Son potentiel de guerre est nul, son potentiel de paix incalculable!” Voilà
ce qu’est le Vatican. La visite que le Souverain Pontife effectue au Liban
les 10 et 11 mai 1997 est considérée par l’ensemble du pays
comme un événement historique. L’enthousiasme des lecteurs
de “La Revue du Liban” laisse présager ce que sera l’accueil populaire
réservé au 264ème successeur de Saint Pierre.
“LE PAPE COMBIEN DE DIVISIONS?”
Le Pape SS Jean-Paul II jouant à la pétanque.
On raconte à propos de sport, que lorsque le Pape a demandé
à faire installer une piscine dans les jardins du Vatican, Raymond
Barre qui lui rendait visite lui a demandé: - «Mais cela va
coûter très cher…» Et le Pape de lui répondre:
- «Je ne peux pas me passer de sport, cela coutera toujours moins
cher qu’un troisième conclave...»
Le Pape? L’homme le plus prestigieux du monde. C’est le chef de l’Etat
le plus petit du globe (0,44 km2, ses frontières mesurent 4070 mètres),
néanmoins sa juridiction spirituelle s’étend sur 1.060.000.000
(un milliard soixante millions) de catholiques disséminés
aux quatre coins du globe. En moins de dix-neuf ans de pontificat, Jean-Paul
II aura visité plus de cent-dix pays, dont certains tels la France,
les USA, la Pologne et l’Italie (évidemment) plusieurs fois.

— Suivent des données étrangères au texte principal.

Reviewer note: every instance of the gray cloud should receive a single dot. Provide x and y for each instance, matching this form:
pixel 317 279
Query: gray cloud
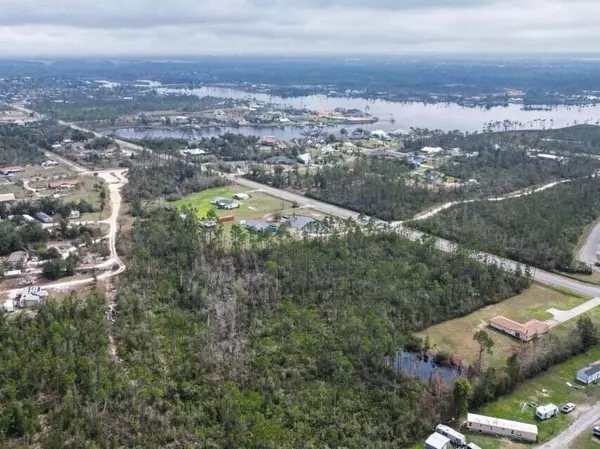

Tant
de fois annoncée, tant de fois reportée, cette visite que
Sa Sainteté effectuera au Liban, comble un vide. Les Libanais se
sentaient exclus... Qui est ce Pape, ce Saint-Père qui a bouleversé
le monde, dans tous les sens du terme? Tout le monde connaît la phrase
célèbre de Staline: “Le Pape? Combien de divisions?” ironisait
le Soviétique. .... Tout le monde connaît aussi la réponse.
Le Pape peut disposer de tous les fidèles du Catholicisme. La plus
grande école de diplomatie, depuis la chute de l’empire romain,
a été sans doute celle du Vatican. D’où vient cette
prééminence reconnue même des incroyants et des non
catholiques? Quelle en est la cause? Est-ce, comme le prétendait
Talleyrand, la connaissance de la théologie qui donne plus de souplesse
au raisonnement? Peut-être. Est-ce la direction des consciences,
la discipline de la méditation? Qui sait? Ou la maîtrise de
soi que confère l’habit religieux? Ou enfin le gouvernement d’une
Eglise universelle dont il importe de concilier les tendances diverses,
afin de maintenir les liens spirituels du monde entre les mains du vicaire
du Christ? Les conclaves, les conciles ne sont-ils pas l’objet de négociations
laborieuses, discrètes, souvent difficiles? Héritière
de l’universalité, la diplomatie des papes a été la
première à se manifester parmi les nations chrétiennes
encore inconscientes de leurs destinées. Le Pape s’est trouvé
ainsi à la tête d’une société des nations, confiée
par la Providence à sa vigilance apostolique. Jamais de nos jours,
l’Organisation des Nations Unies, n’a possédé de pouvoir
aussi efficace.
1- Le petit Karol Josef et sa maman Emilia Kaczorowska. Cette photo est
prise en 1920, quelques mois après sa naissance le 18 mai de cette
même année.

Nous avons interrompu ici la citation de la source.